(Mt 5,43-48): En aquel tiempo, Jesús dijo a sus discípulos: «Habéis oído que se dijo: ‘Amarás a tu prójimo y odiarás a tu enemigo’. Pues yo os digo: Amad a vuestros enemigos y rogad por los que os persigan, para que seáis hijos de vuestro Padre celestial, que hace salir su sol sobre malos y buenos, y llover sobre justos e injustos. Porque si amáis a los que os aman, ¿qué recompensa vais a tener? ¿No hacen eso mismo también los publicanos? Y si no saludáis más que a vuestros hermanos, ¿qué hacéis de particular? ¿No hacen eso mismo también los gentiles? Vosotros, pues, sed perfectos como es perfecto vuestro Padre celestial».
Eso, ser perfectos. Nada sencillo. Y la medida de la perfección se pone en el trato a los enemigos. Nos recomienda que les amemos y tengamos en cuenta para ellos también el desborde del bien. Dicen que no es lo mismo no desearles mal que amarles. Que lo segundo implica una carga más positiva hacia las personas. Nosotros nos solemos contentar con lo primero. Aunque en ocasiones pensamos que si bien no deseamos mal al que nos ha hecho daño, al menos que se dé cuenta por experiencia vital de lo que es lo que ha generado. Pero nos insiste en amar a los enemigos.
Quizá estas expresiones o reflexiones de Luis Alemán nos pueden sacar de la duda anterior y ofrecernos un criterio de discernimiento:
“Si ofendes u olvidas a tu hermano
no te hagas la ilusión de creerte cristiano.
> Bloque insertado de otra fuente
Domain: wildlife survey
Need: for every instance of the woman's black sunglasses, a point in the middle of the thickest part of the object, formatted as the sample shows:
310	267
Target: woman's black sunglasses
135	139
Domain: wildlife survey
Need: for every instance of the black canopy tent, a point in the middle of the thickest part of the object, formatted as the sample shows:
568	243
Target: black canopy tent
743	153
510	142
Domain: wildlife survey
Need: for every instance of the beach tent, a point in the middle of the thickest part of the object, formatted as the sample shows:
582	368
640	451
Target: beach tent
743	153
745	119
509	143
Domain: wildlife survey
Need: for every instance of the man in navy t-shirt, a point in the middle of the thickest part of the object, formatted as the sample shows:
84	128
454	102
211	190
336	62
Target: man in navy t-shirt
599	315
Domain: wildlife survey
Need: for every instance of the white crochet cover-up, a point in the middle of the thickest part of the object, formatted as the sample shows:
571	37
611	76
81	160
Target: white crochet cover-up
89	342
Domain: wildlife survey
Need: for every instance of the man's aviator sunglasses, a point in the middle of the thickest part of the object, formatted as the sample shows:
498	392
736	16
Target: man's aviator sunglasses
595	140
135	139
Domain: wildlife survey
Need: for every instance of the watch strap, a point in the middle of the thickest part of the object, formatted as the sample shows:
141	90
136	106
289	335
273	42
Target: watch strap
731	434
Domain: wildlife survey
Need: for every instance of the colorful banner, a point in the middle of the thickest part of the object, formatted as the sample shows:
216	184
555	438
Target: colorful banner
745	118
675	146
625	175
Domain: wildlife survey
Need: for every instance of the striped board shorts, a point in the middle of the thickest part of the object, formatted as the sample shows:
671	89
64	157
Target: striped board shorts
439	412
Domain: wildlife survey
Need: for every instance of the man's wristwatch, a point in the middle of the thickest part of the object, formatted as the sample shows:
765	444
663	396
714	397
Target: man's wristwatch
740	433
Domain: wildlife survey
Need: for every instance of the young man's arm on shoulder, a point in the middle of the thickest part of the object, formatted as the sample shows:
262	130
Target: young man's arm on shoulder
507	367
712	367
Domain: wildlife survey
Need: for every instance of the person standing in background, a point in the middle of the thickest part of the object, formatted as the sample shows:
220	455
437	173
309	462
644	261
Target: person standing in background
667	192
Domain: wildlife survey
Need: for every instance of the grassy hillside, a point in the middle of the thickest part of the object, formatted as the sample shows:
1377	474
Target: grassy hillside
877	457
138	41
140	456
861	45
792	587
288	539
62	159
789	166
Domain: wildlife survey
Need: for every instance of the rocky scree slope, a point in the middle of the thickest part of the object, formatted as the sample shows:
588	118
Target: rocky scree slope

El pecado no es infringir una ley.
El pecado. Es decir: no la imperfección, no el mal en abstracto, no la fragilidad, no el descuido. Sino la maldad consciente e individualizada. El egoísmo que mata al hermano, lo utiliza, aplasta, viola, olvida, manipula, margina, la locura autodestructiva. “
Es desear conscientemente lo malo para el otro lo que nos puede impedir amar a los enemigos.